An Assessment Eminent Domain and an Analysis of Broad Interpretations vs. Literal Interpretations
For many years the judiciary system has become a medium for the making of policy. Major court cases have dictated the outcome of many issues that have been brought before the court. Eminent domain and the right to privacy are not two subjects easily combined, but will be used in this thesis to discuss the matter of constitutional concepts that exist in a variable state. In observance, how the founding fathers may have interpreted the definition of eminent domain and the right to privacy may or may not necessarily be interpreted the same way by the Courts.
“If men were angels, no government would be necessary. If angels were to govern men, neither external nor internal controls on government would be necessary. In framing a government which is to be administered by men over men, the great difficulty lies in this: you must first enable the government to control the governed; and in the next place oblige it to control itself.”

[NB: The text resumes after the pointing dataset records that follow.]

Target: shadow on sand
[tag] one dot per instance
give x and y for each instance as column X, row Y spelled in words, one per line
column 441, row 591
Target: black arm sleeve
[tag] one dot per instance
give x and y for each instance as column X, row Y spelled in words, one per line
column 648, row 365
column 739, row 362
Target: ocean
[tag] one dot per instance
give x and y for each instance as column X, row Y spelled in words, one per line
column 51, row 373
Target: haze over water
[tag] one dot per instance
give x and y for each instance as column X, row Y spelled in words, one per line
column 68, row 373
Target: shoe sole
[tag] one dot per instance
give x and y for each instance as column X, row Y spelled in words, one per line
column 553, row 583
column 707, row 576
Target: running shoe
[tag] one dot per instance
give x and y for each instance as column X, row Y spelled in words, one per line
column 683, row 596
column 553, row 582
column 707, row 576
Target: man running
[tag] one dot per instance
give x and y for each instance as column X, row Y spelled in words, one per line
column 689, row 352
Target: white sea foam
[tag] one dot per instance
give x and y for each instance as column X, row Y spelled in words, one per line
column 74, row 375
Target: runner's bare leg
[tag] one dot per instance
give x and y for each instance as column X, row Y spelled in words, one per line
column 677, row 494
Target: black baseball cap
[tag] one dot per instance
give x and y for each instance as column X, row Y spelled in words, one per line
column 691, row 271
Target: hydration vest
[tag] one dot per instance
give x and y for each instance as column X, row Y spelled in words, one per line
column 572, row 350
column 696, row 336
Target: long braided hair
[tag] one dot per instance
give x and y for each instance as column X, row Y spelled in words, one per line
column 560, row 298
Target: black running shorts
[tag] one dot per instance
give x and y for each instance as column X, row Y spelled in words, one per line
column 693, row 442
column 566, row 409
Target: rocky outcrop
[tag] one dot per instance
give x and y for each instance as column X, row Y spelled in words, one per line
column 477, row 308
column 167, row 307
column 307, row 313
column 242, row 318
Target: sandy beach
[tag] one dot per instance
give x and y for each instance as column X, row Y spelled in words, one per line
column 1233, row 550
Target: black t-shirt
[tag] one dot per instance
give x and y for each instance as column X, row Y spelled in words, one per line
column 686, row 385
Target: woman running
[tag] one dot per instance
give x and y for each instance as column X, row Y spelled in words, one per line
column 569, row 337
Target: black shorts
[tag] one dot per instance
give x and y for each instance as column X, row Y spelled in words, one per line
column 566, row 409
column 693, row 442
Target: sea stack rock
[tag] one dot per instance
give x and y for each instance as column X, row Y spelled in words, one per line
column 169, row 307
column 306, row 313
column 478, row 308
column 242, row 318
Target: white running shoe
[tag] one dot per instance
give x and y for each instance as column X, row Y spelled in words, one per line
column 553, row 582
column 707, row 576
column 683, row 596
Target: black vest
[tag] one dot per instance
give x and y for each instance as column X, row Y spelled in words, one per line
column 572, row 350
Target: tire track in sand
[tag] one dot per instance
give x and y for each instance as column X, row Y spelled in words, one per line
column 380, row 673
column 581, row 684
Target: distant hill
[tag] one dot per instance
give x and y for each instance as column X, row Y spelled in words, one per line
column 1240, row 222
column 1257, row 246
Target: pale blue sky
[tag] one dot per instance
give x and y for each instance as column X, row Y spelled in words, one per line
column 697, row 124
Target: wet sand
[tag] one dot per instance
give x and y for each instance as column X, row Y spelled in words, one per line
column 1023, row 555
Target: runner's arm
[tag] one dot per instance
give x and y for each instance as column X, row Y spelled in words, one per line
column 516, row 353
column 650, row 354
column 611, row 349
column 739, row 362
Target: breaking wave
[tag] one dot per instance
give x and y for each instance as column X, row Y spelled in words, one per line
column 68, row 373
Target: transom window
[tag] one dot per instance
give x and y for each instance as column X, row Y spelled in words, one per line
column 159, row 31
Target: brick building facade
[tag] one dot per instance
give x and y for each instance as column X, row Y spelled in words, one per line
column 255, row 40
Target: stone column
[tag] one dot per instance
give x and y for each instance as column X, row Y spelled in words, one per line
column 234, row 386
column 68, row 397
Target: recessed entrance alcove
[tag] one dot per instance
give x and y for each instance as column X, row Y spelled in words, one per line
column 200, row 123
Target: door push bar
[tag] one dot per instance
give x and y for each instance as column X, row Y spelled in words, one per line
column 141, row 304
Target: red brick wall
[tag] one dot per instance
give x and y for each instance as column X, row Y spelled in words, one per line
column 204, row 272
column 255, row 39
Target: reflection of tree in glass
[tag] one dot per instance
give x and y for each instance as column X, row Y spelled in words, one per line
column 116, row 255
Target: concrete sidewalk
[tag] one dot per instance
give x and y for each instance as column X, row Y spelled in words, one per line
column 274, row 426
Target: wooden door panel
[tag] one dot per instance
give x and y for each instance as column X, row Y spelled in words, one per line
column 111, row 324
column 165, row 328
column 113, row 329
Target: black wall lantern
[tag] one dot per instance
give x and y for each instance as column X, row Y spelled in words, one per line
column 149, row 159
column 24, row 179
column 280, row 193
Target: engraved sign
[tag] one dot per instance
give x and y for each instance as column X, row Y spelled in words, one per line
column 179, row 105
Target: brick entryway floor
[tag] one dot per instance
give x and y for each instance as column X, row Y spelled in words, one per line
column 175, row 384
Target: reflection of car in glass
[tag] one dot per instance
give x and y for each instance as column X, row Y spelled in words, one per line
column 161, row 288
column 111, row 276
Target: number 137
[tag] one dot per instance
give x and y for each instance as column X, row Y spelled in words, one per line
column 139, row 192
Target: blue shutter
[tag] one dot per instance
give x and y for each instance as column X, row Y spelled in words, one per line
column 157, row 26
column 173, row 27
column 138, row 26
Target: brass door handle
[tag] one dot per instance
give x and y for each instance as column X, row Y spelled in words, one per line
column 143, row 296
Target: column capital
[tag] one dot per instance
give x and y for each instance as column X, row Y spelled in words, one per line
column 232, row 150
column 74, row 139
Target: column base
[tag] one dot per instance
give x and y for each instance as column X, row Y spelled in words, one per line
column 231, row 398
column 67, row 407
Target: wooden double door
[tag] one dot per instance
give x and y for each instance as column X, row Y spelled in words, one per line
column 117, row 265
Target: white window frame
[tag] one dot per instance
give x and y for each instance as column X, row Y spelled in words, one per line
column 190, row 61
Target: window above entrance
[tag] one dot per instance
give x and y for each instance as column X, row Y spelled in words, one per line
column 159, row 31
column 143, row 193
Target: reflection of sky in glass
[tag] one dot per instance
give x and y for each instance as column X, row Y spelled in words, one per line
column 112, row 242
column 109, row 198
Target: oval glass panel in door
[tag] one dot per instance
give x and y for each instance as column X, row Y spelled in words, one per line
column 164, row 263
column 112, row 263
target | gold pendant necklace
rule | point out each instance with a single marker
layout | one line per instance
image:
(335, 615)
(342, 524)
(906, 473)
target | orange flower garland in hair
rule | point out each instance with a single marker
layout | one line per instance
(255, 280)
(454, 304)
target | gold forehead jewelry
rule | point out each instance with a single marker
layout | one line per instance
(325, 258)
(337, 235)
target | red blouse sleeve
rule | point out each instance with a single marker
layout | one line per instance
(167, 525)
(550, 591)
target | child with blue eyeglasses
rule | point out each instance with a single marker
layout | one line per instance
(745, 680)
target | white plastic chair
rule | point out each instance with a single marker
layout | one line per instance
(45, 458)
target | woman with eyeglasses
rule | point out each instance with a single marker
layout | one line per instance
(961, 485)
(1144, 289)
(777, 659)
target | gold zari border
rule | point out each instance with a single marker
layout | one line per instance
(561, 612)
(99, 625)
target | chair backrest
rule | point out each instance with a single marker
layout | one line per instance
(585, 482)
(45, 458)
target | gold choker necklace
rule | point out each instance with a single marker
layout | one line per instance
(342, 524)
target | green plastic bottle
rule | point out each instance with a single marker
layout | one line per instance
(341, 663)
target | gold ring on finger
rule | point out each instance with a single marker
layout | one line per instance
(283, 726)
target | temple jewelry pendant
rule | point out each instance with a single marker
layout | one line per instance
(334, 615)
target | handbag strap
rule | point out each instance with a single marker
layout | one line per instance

-James Madison, The Federalist Papers No. 51
It has been the challenge of all just and fair governments to create a system capable of both governing the masses for the purpose of maintaining order and finding the necessary boundaries needed to keep those entrusted with power from abusing their position and authority. The founding fathers of the Constitution of the United States of America spent one-hundred and sixteen days (Bernstein, 2004) attempting to build a system of checks and balances to ensure the protection of the governed from the government. Furthermore, the system was also built to allow those entrusted with power to have the authority to perform actions their wisdom judges as productive and fruitful to the community at large.
The founding fathers, being both men and mortal, were not capable of seeing the vast, complex organism the society they were creating would someday become. They did not have the foresight to conceive a world capable of weapons of mass destruction, scientific endeavors of unlimited proportions, or all the possible future ethical states the American people could exist in. Nevertheless, the standards the Constitution holds and the values it possesses are capable of being interpreted within the current way of life. One of the Founding Fathers’ concepts that is being evaluated in twenty-first century terms is the constitutional component of eminent domain and the interpretation of it constitutional foundation.
This thesis is an examination of eminent domain as pertaining to the Founding Fathers’ understanding in the terms of current and contemporary perspectives. More specifically, this examination will be on the concept of eminent domain, which is the inherent power of the state to seize private property, and the current conflict of narrow vs. broad interpretations.
This topic was chosen due to the fluctuating nature of the subject and the divide among current leaders in the interpretation on the matter. The examination will include a look at the court case decisions, Supreme Court Justices’ opinions, and an assessment of what the Framers of the United States Constitution had to say about the subject and what was its original intention. The examination will also observe which state eminent domain currently exist in; a trend towards narrow or broad interpretation.
The method that will be used to explore eminent domain will be an objective assessment of current opinions on the matter from Supreme Court justices, experts of the topic, and literature reviews. This thesis is not a subjective opinion on eminent domain, but is a collection of evidence that evaluates the opinions and decisions of modern leaders. However, evidence does show that there is a trend towards a broad interpretation of eminent domain and the suggestion that eminent domain is being use to support large corporations and specific individuals for various financial reasons. The evidence does not invalidate the importance of eminent domain and its position in American society, but supports the argument for reevaluation of the issue for improved clarity and understanding.
Purpose of Paper
The purpose of the paper is to show the present development of the use of eminent domain and its main interpretations in the context of various situations and time periods. Its purpose includes the necessity to clarify terms that surround the eminent domain topic, such as “taking clause” or “public use”. A subsequent section will expand more on the definitions of terms and phrases. The first sections of this paper will study the idea of eminent domain and the reasoning for its existence founded within the Constitution and the words of the Founding Fathers.
An assessment of recent court cases on the subject will also be explored to analyze the current interpretation of the topic of eminent domain. The purpose of midsection of the paper is to explain the law cases that decided the precedence for the use of eminent domain. The court cases main function is to illustrate the various situations were eminent domain was implemented, brought to court, and decided by Supreme Court justices. By doing this, an observation of the justices’ rationale, the diverse time periods, and the change in leadership can show what influenced the validation or invalidation of the use of eminent domain.
The purpose of last sections of this paper is to show eminent domain’s various forms on an international and social level. It will expand on the concept of eminent domain found in other countries and on other levels not explicitly established in general examinations. The purpose is to answer the question of whether or not America is the only country faced with the dilemma of taking private property from private citizens. As well as the assessment of the interaction of eminent domain and religion and whether or not these interactions fall under the guise of separation of church and state.
“Property is surely a right of mankind as real as liberty.”